Is the hair on your arms standing up yet?
This is precisely the sort of thing that I feared when last year I blogged about private associations being brought under state control. I warned last summer:
Unlike some European systems of the past two centuries, the American tradition is for individuals to form their own diverse communities and for each community to govern itself to the extent possible. Universal national service seems to reverse the direction of this relationship: its goal is to use the government to transform people to fit within the government's vision of what's important and how one should serve. Senator Barack Obama makes that government direction clear, promising us that his administration "will direct that service to our most pressing national challenges," eschewing the traditional American approach of having the government take its direction from the diverse choices of its people.

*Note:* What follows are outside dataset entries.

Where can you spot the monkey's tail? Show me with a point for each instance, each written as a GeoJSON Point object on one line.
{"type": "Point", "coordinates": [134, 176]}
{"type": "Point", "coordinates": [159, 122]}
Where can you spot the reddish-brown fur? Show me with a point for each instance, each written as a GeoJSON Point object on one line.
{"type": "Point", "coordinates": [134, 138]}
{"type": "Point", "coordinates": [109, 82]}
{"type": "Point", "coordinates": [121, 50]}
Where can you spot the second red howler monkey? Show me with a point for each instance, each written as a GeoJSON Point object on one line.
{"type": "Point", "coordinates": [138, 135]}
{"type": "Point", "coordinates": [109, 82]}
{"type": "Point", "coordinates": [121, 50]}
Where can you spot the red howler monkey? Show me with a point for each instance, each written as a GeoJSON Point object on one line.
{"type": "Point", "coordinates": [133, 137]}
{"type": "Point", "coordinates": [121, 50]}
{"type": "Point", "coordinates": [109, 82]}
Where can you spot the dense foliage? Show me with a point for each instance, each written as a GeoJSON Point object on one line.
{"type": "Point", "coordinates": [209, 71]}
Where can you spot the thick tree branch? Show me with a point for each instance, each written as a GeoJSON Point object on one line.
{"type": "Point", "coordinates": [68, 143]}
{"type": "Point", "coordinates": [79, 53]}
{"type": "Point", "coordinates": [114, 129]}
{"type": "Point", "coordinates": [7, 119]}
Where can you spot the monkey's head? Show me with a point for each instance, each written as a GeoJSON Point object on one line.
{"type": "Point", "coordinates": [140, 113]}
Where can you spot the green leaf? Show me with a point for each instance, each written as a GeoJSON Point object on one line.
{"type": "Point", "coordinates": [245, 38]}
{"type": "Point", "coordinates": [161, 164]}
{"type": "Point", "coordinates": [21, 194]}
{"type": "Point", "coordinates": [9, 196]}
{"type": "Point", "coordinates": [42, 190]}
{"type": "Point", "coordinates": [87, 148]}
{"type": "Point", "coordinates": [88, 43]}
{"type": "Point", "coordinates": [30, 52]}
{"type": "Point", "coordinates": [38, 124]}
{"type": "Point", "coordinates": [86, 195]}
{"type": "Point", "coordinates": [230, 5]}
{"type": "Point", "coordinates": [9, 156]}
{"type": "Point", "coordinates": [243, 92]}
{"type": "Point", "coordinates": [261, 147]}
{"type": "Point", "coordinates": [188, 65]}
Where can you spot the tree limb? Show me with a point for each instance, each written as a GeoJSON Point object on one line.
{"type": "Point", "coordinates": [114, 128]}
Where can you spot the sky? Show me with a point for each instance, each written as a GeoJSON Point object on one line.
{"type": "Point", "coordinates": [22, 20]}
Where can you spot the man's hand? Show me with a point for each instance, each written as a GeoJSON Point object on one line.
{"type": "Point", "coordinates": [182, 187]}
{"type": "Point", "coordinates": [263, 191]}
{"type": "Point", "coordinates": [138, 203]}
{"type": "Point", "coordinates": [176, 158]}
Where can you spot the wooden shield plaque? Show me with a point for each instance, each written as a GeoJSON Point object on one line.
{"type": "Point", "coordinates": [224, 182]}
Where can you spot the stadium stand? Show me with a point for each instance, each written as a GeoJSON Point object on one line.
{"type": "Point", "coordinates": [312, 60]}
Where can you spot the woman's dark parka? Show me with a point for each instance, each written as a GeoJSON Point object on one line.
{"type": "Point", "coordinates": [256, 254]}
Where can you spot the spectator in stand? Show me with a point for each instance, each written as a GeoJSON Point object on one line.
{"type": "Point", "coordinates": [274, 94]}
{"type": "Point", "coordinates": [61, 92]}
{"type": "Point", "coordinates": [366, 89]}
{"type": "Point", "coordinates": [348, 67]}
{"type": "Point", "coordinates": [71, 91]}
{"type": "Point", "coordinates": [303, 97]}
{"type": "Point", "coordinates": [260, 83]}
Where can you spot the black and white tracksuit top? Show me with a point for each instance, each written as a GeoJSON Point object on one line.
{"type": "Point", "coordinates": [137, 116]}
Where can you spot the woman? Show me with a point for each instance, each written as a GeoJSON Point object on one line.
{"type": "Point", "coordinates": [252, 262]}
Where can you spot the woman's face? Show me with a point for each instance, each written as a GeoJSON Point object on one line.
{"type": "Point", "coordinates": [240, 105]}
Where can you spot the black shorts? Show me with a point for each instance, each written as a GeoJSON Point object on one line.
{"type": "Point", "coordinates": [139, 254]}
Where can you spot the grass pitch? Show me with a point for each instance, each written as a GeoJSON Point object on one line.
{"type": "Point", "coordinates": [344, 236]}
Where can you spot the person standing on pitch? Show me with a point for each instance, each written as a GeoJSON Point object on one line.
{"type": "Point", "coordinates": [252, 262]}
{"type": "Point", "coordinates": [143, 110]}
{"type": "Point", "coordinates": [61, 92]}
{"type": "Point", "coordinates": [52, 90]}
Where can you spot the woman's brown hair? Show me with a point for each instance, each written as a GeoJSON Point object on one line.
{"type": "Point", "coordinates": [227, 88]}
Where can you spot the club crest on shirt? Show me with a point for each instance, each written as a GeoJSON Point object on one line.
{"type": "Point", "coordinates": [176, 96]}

As de Tocqueville understood, voluntary associations are valuable not merely on account of what they accomplish, either for participants or for others, but also because they establish cultural and political forces in society independent of government. In modern society, and perhaps especially in America, each individual stands alone as an independent citizen in relation to the state, and individuals are therefore peculiarly dependent on voluntary associations to ensure that the state does not acquire a monopoly of cultural and political influence. Voluntary associations help to protect us from what de Tocqueville called "the tyranny of the majority."
In Mr. Obama's vision of voluntary organization, however, the government would develop, coordinate, and focus the efforts of private individuals and their associations, which thus would lose their independence and much of their capacity to offer alternatives to the state and its vision of life. Indeed, far from challenging the state and holding it accountable, morally or politically, many private associations would become aligned with the state. Rather than being alternatives to government, they would become its instruments. . . .

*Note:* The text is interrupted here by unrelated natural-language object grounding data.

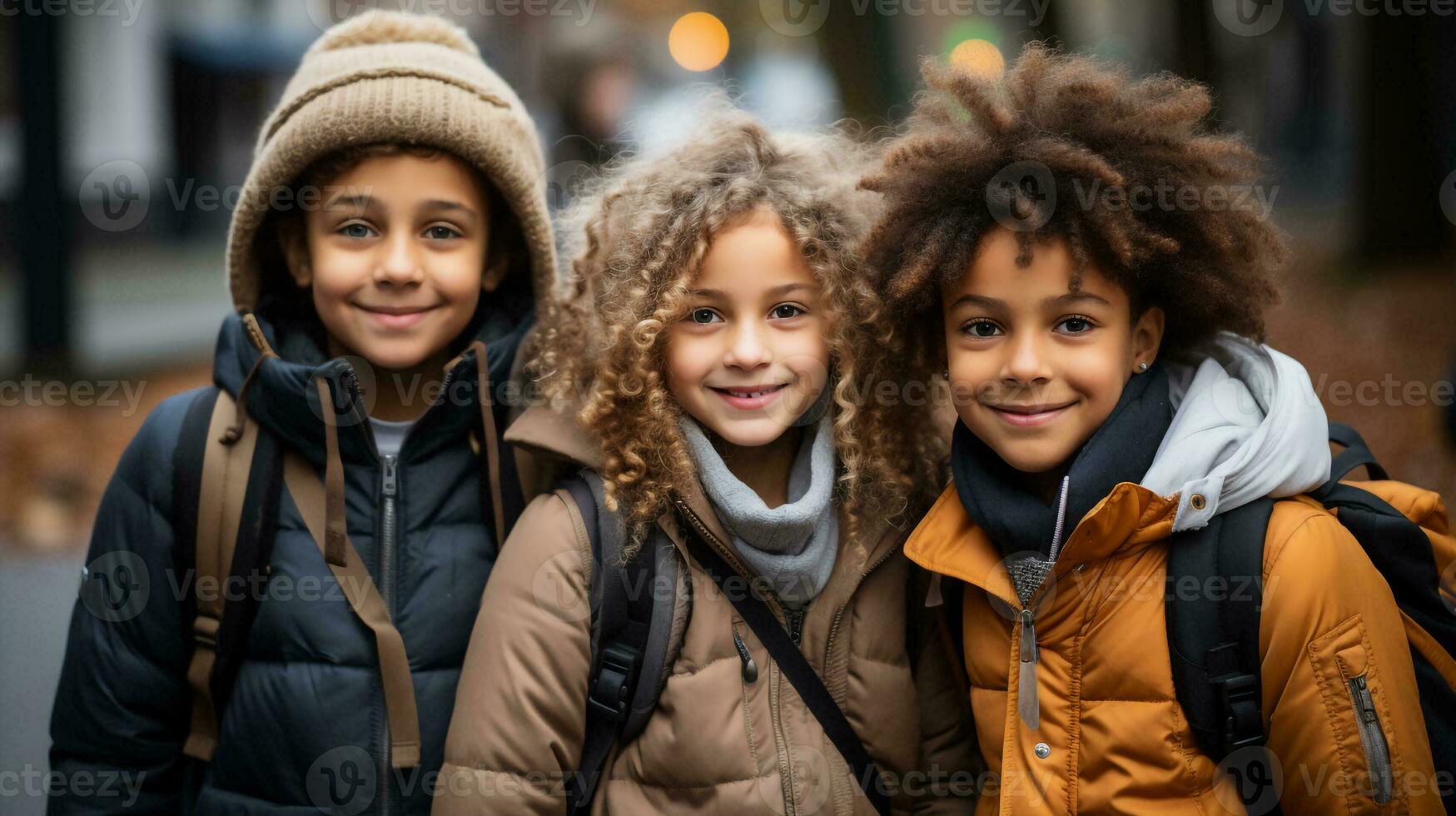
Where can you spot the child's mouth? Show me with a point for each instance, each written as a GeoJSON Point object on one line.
{"type": "Point", "coordinates": [750, 396]}
{"type": "Point", "coordinates": [1024, 415]}
{"type": "Point", "coordinates": [396, 316]}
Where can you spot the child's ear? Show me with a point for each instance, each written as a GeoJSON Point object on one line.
{"type": "Point", "coordinates": [296, 251]}
{"type": "Point", "coordinates": [1148, 336]}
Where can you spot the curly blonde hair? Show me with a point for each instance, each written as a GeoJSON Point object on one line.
{"type": "Point", "coordinates": [637, 242]}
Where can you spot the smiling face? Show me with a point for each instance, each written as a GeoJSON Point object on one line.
{"type": "Point", "coordinates": [1036, 367]}
{"type": "Point", "coordinates": [752, 353]}
{"type": "Point", "coordinates": [395, 256]}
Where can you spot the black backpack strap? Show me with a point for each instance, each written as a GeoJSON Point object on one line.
{"type": "Point", "coordinates": [1356, 455]}
{"type": "Point", "coordinates": [795, 668]}
{"type": "Point", "coordinates": [1212, 608]}
{"type": "Point", "coordinates": [620, 624]}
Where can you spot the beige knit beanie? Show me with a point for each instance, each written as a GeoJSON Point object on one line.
{"type": "Point", "coordinates": [394, 77]}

By bringing voluntary charitable activity under government control and by presenting his scheme as a "civilian national security force," Mr. Obama is breaking down the barriers between private and public life, between individual choice and government programs, between childhood education and adult employment, and between the diversity of freely chosen efforts on behalf of one's neighbors and subservience to the government's vision of the good.
As the NEA said in the conference call reported above, "This is just the beginning."
On September 11 and September 12 we might start hearing a lot about the administration's plans to implement the Edward M. Kennedy Serve America Act by inducing schools to hire "service-learning coordinators" (essentially community organizers interested in education), monitoring and deciding which charities will qualify for free labor, fulfilling Obama's campaign promise to "direct that service to our most pressing national challenges," and changing the nature of primary, middle, and high school education in the United States.